Adware Maven Investigates Google's Role In Distribution
In a post dated May 23, Edelman stated that he had analyzed 88,388 current 180solutions pop-up ads and found that 4,678--or around 5 percent--of those ads included Google's AdSense ads. That is, for that 5 percent, the pages that popped up on users' screens contained pay-per-click ads served by Google.
The finding highlights the complexities of Internet advertising and the difficulties of policing ad-related policies, said Ari Schwartz, associate director of the Center for Democracy and Technology.
"It's basically an ongoing struggle," said Schwartz, in reference to enforcing adware-related policies. "You get rid of the problem one place and it sprouts up someplace else."
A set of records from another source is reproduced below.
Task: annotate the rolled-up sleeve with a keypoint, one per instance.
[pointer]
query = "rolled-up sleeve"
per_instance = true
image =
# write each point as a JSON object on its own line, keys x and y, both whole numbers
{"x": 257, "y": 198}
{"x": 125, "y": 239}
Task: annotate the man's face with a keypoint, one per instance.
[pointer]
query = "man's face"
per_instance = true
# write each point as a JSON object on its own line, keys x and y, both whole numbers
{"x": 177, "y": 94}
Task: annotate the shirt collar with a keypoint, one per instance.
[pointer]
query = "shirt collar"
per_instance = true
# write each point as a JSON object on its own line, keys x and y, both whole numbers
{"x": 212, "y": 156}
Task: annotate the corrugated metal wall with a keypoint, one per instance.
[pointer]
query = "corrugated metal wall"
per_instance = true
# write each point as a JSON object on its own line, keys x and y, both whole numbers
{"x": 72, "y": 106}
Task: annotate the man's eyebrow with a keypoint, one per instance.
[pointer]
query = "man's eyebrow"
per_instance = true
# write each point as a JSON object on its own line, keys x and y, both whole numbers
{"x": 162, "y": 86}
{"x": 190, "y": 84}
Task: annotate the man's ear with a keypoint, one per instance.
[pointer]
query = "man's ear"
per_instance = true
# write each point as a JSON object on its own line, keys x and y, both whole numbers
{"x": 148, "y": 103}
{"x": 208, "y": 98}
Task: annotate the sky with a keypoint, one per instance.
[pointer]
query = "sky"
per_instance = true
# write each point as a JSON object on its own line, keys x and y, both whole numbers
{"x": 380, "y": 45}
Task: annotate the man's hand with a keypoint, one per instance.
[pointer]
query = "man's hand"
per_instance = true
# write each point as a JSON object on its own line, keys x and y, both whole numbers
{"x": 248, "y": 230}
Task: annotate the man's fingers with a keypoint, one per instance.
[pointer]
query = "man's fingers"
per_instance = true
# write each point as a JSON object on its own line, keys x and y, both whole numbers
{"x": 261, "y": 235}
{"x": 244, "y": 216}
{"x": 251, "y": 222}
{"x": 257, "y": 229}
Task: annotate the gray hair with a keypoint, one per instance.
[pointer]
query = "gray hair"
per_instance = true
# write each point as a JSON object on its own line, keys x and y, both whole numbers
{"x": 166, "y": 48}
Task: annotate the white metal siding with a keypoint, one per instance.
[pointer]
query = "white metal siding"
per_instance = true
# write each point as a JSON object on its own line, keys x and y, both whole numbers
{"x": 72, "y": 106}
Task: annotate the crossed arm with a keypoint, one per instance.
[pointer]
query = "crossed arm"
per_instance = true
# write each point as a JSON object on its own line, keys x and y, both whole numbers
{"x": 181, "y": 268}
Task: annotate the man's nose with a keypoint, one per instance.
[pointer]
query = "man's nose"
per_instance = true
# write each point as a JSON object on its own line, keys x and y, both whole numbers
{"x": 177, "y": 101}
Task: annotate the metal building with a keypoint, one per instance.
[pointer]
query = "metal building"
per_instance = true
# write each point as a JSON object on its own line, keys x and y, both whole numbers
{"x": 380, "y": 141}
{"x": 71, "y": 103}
Although adware isn't in itself unlawful, Google prohibits AdSense participants from sending pop-ups that contain Google ads. A Google spokesman said that Google and 180solutions have no business relationship, and that the company is investigating whether its AdSense publishers violated the no pop-ups. "Web pages with AdSense ads that appear in pop-ups generated by 180solutions are against our policies. We take enforcement of these policies very seriously, and if we find any AdSense partners in violation, we take appropriate action," said a Google spokesman.
Daniel Todd, president of 180solutions, said this issue hadn't come to his attention before Edelman's posting. "If Google has rules that their folks are violating, we fully support them in enforcing their rules," he said.
He added that publishing clients of 180solutions could continue to use the service by arranging for the pop-up to be a page that doesn't contain Google text ads.